Data: Artificial Analysis Intelligence Index — Last updated:
The Intelligence Index is a composite benchmark measuring model performance across reasoning, knowledge, mathematics, and coding tasks. Higher scores indicate greater capability. Used with attribution for educational purposes.
Recap
- What you saw
Intelligence Index scores climbing from ~10 to over 60 since 2023.
- What it means
Capability is accelerating faster than any prior general-purpose technology on record.
- What to watch
The next Artificial Analysis quarterly release, and which lab sets the frontier.
Autonomous task length
Autonomy Horizon
How long a task takes a skilled human before AI agents complete it with 50% success. In 2019, AI could manage a 2-second task. By April 2026, the frontier had reached roughly 17 hours of skilled work — though METR notes that measurements above 16 hours are unreliable with the current task suite. The horizon is doubling every 129 days.

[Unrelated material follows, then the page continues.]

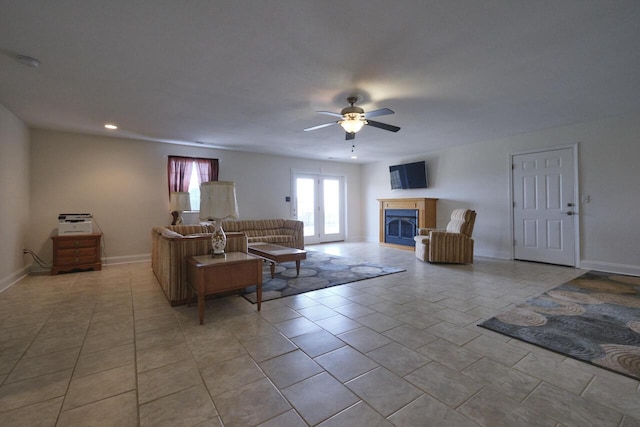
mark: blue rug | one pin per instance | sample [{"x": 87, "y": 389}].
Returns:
[{"x": 320, "y": 270}]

This measures how long AI agents can work autonomously on real software engineering tasks. The y-axis is logarithmic: each gridline represents a tenfold increase in autonomous work duration.
Data: METR — Horizon Benchmark v1.1. Cite: arXiv:2503.14499 (NeurIPS 2025). Used with attribution for educational purposes. · Data as of 7 Apr 2026
The p50 horizon length is the task duration (for a skilled human) at which AI agents succeed 50% of the time. Shaded bands show 95% confidence intervals. The frontier line connects state-of-the-art models at time of release. The dashed trend line shows the 129-day doubling rate from 2023 onward.
Recap
- What you saw
METR's autonomy horizon extending from 2 seconds (2019) to roughly 17 hours (April 2026), with measurements above 16 hours flagged by METR as less reliable.
- What it means
Agents are beginning to operate on workday timescales, not chat timescales.
- What to watch
Whether the 129-day doubling continues through 2027.

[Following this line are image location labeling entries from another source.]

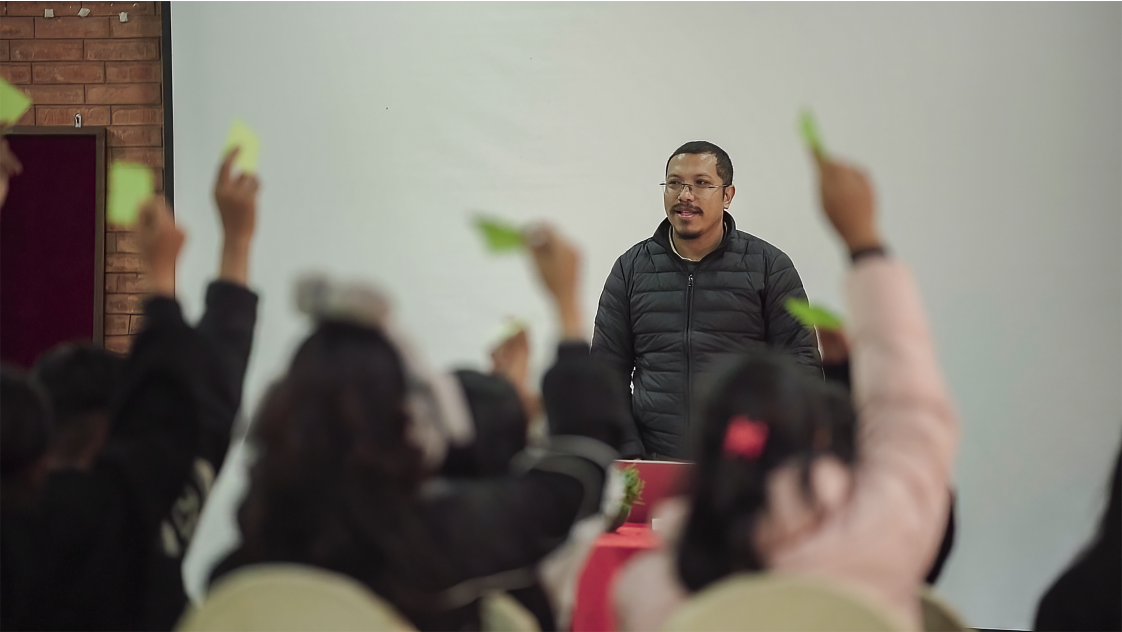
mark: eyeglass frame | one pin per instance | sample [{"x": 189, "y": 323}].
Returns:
[{"x": 695, "y": 189}]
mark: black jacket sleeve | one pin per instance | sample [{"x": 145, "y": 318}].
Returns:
[
  {"x": 156, "y": 424},
  {"x": 227, "y": 331},
  {"x": 614, "y": 346},
  {"x": 784, "y": 332},
  {"x": 511, "y": 523}
]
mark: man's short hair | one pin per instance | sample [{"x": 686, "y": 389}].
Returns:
[{"x": 724, "y": 163}]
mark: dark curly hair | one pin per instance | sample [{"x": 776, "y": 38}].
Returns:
[
  {"x": 334, "y": 483},
  {"x": 805, "y": 417},
  {"x": 25, "y": 430}
]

AI-agent demand & capability
The Horizon Extends
AI agents are advancing on two axes at once. The labor market reveals demand: a skill cluster that did not meaningfully exist before 2024 — postings for "agentic AI," "AI agents," "LangGraph" — exploded across 2025 and now appears in roughly 48,000 US job postings, overtaking decade-old categories like neural networks, robotics, and visual recognition. And the agents themselves are gaining capability: on four real-world benchmarks where the best models scored 1–20% as recently as 2024, they now hit 66–93%, closing in on human performance across domains as distinct as web navigation, terminal commands, computer use, and cybersecurity.
Demand view: each line tracks the share of US job postings mentioning an AI-related skill cluster, 2010–2025. The cyan AI agent line emerged from zero in 2024 — note how quickly it overtook visual recognition, robotics, and neural networks. Capability view: each line tracks the best AI model on a real-world agent benchmark; dashed lines mark human performance. Terminal-Bench is monthly; the others are annual.
Data: Stanford AI Index 2026 (CC BY-ND 4.0). Demand: Economy chapter, Fig 4.4.3 (Lightcast 2010–2025) and Fig 4.4.7 (agent-skill breakdown, 2024 vs 2025). Capability: Technical Performance chapter, Fig 2.5.2 (Terminal-Bench 2.0), Fig 2.6.2 (OSWorld), Fig 2.6.3 (WebArena), Fig 2.6.5 (Cybench).
Demand intermediate-year values were read off Stanford's published chart to ±0.05%; 2025 endpoints are exact. Capability values are all exact (printed on Stanford's charts).
Recap
- What you saw
A skill cluster emerging from zero in 2024 and overtaking decade-old categories — paired with agent benchmarks closing on human performance across four distinct domains.
- What it means
Demand and capability are advancing together. Companies are hiring for agents before they can buy them off the shelf — and the agents are improving fast enough to meet that demand.
- What to watch
Whether enterprise deployment catches up. Stanford reports agent deployment is still in the single digits across most business functions — the bottleneck is shifting from capability to integration.
Frontier benchmarks
Closing the Gap
Seven benchmarks designed to measure the frontier of AI capability. Each line tracks the best model score over time. FrontierMath went from <2% to ~25%. ARC-AGI from ~5% to ~88%. SWE-bench from 2% to ~70%. Humanity's Last Exam — scored just 3% at launch — has already been pushed to 27% in months. Problems designed to resist progress for years are falling in months.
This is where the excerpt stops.